The State of Occupation (Israel) is passing through a critical turning point due to the insistence of the government coalition on enacting a series of judicial amendments which would maximise the government’s powers at the expense of the Supreme Court. The ruling coalition was successful in passing the “Reasonableness Law” in the Knesset, limiting the Supreme Court’s power to overturn government and ministerial decisions if deemed “unreasonable”.

These changes weaken democracy and increase the government’s authority at the expense of the judiciary and accountability and takes the country near dictatorial rule.

This brings us back, once again, to the security threat at an extraordinary and uneasy time. There are tensions in the occupied West Bank. The confrontation is going on in Gaza.
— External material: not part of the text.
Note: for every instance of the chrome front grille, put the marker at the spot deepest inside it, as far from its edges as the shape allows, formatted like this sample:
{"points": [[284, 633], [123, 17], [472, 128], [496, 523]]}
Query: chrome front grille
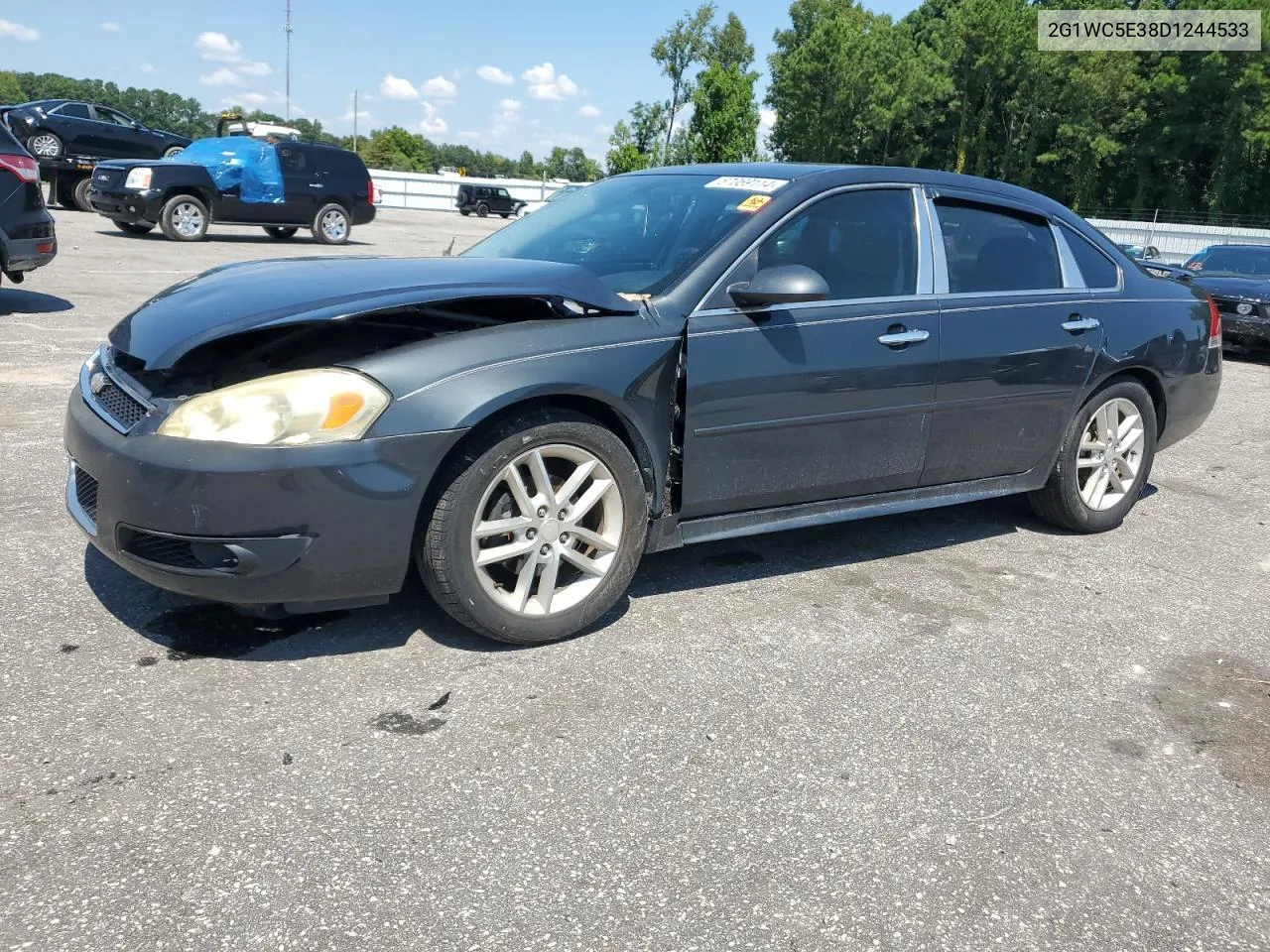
{"points": [[107, 390]]}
There are border tensions with Lebanon and Hezbollah, as well as the looming threat of Iran advancing in its nuclear programme.

The current crisis of Israel is due to the basis on which it is established and its identity crisis. Israel needed an interim and moderate identity which is capable of uniting and accommodating Zionist Jews to settle within it, despite their intellectual and cultural differences. However, today, the religious right-wing is gaining strength, benefiting from its majority in the Knesset and disregarding the divergent Zionist components, pushing towards a secular nationalist agenda. This opportune moment entices extremists like Itamar Ben-Gvir to strengthen the right-wing rule in both the state and society.

These hasty and divisive transformations will exacerbate societal rifts which were previously latent, as the society was not unified or homogeneous enough.